Public trust in government agencies doing data analytics depends on getting privacy right. But do the researchers, statisticians and data scientists have enough guidance on their ethical and legal obligations? And will those considerations be different, if the purpose is not only research to guide a public policy response, but a project to actually track down individuals in order to penalise them? Minister Dominello is reportedly planning to use the DAC to identify and target slumlords.

At what point does data analytics become just a fancy name for social surveillance on a mass scale? Fishing expeditions masquerading as law enforcement or public safety initiatives are the very type of activity that privacy laws are intended to protect us from. Allowing our lives to be ruled by algorithms means surrendering not only our privacy, but our autonomy as individuals, and as citizens.

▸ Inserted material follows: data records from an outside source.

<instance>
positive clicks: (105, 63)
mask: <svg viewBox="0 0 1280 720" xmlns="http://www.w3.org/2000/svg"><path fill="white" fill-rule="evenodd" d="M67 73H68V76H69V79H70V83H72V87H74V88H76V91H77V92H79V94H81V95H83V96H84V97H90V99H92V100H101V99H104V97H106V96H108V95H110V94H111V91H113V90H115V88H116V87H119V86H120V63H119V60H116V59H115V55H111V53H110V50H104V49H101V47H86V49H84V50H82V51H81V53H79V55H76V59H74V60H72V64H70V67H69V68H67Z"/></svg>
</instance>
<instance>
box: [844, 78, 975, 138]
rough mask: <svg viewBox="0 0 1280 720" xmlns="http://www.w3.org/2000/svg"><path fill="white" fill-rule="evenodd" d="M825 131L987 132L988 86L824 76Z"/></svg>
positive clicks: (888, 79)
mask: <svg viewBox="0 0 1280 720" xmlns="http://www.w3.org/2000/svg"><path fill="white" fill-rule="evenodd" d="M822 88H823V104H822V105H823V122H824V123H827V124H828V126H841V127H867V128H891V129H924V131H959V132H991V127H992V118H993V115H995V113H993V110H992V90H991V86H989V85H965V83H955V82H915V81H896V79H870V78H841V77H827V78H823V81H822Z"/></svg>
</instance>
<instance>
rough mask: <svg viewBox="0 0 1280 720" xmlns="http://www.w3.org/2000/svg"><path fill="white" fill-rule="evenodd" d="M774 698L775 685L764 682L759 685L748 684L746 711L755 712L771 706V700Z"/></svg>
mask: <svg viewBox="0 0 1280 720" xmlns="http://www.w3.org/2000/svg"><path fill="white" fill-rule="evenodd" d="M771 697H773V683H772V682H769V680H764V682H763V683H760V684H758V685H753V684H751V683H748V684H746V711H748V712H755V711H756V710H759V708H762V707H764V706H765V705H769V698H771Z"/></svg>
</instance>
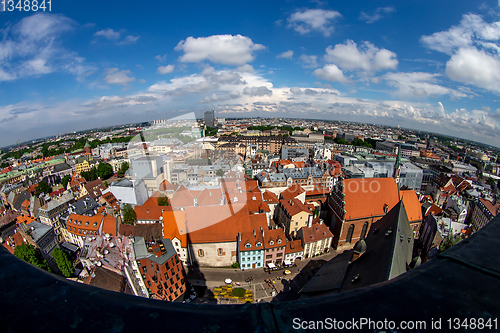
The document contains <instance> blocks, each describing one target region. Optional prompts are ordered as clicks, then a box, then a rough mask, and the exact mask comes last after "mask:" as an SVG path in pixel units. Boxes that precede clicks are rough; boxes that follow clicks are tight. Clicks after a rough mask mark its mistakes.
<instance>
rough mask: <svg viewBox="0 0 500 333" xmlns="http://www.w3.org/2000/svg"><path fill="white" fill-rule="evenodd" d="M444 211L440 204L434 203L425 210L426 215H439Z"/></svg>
mask: <svg viewBox="0 0 500 333" xmlns="http://www.w3.org/2000/svg"><path fill="white" fill-rule="evenodd" d="M405 208H406V207H405ZM442 212H443V210H442V209H441V208H440V207H439V206H436V205H435V204H432V205H431V206H430V207H429V208H428V209H427V211H426V212H425V217H427V216H429V214H431V213H432V215H434V216H437V215H440V214H441V213H442Z"/></svg>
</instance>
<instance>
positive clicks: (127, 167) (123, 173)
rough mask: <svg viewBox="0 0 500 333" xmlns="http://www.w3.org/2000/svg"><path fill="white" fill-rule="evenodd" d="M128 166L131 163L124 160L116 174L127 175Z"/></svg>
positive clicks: (119, 174)
mask: <svg viewBox="0 0 500 333" xmlns="http://www.w3.org/2000/svg"><path fill="white" fill-rule="evenodd" d="M128 168H129V164H128V163H127V162H123V163H122V165H121V166H120V170H118V172H117V174H116V175H117V176H118V177H120V178H121V177H123V176H124V175H125V172H127V170H128Z"/></svg>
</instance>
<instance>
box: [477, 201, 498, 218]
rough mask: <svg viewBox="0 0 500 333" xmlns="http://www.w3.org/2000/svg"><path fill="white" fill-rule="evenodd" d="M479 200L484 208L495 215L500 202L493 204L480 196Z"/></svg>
mask: <svg viewBox="0 0 500 333" xmlns="http://www.w3.org/2000/svg"><path fill="white" fill-rule="evenodd" d="M479 200H481V202H482V203H483V205H484V206H485V207H486V209H488V210H489V211H490V213H491V214H492V215H493V216H497V214H498V210H499V209H500V203H497V204H496V205H494V204H493V203H492V202H491V201H489V200H486V199H483V198H480V199H479Z"/></svg>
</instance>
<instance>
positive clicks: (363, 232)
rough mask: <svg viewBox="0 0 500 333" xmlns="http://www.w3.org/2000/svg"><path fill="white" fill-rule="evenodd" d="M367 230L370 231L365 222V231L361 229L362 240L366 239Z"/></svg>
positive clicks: (366, 224)
mask: <svg viewBox="0 0 500 333" xmlns="http://www.w3.org/2000/svg"><path fill="white" fill-rule="evenodd" d="M367 229H368V222H365V223H364V224H363V229H361V238H360V239H365V237H366V230H367Z"/></svg>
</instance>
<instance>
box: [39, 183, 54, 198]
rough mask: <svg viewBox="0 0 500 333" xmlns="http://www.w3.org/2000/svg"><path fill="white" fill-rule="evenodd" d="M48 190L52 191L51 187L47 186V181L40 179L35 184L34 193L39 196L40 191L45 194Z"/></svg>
mask: <svg viewBox="0 0 500 333" xmlns="http://www.w3.org/2000/svg"><path fill="white" fill-rule="evenodd" d="M50 192H52V188H51V187H50V186H49V184H47V182H45V181H41V182H39V183H38V186H37V188H36V191H35V195H36V196H39V195H40V194H42V193H44V194H47V193H50Z"/></svg>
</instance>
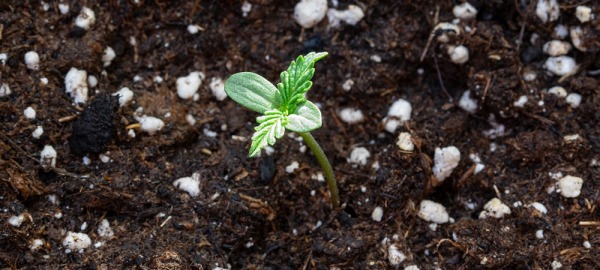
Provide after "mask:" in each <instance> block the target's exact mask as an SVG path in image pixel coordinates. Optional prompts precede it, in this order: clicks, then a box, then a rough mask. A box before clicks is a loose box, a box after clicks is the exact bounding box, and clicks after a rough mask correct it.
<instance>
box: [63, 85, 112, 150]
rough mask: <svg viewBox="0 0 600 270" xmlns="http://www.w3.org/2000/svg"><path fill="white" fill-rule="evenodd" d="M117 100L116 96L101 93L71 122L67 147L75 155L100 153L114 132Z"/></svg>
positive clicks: (110, 139) (106, 143)
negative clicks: (74, 154) (74, 119)
mask: <svg viewBox="0 0 600 270" xmlns="http://www.w3.org/2000/svg"><path fill="white" fill-rule="evenodd" d="M118 108H119V101H118V97H117V96H111V95H109V94H102V95H99V96H97V97H96V98H94V100H92V101H91V102H90V104H89V105H88V106H87V108H85V110H83V113H82V114H81V116H80V117H79V118H77V120H75V122H73V126H72V127H73V133H72V134H71V138H69V147H70V148H71V152H72V153H73V154H75V155H84V154H87V153H100V152H102V151H104V150H105V149H106V145H107V144H108V143H109V142H110V141H111V140H112V139H113V137H114V136H115V134H116V124H115V122H116V119H117V109H118Z"/></svg>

Where do we turn to help resolve these ethical questions? Privacy legislation can be horribly tangled, but it is the closest thing we have to help navigate a way forward. Privacy principles were developed deliberately, as a way of codifying our society's values and ethics. They represent a considered balancing act between the public interest served by protecting privacy, and other social objectives such as law enforcement, research in the public interest, and the proper administration of government.

I have faith that our privacy laws can guide the way, so long as in the rush to develop 'big data' analytics, the data scientists actually pause long enough to develop a nuanced understanding of what their privacy legal obligations entail, and consider whether their work is ethical and appropriate.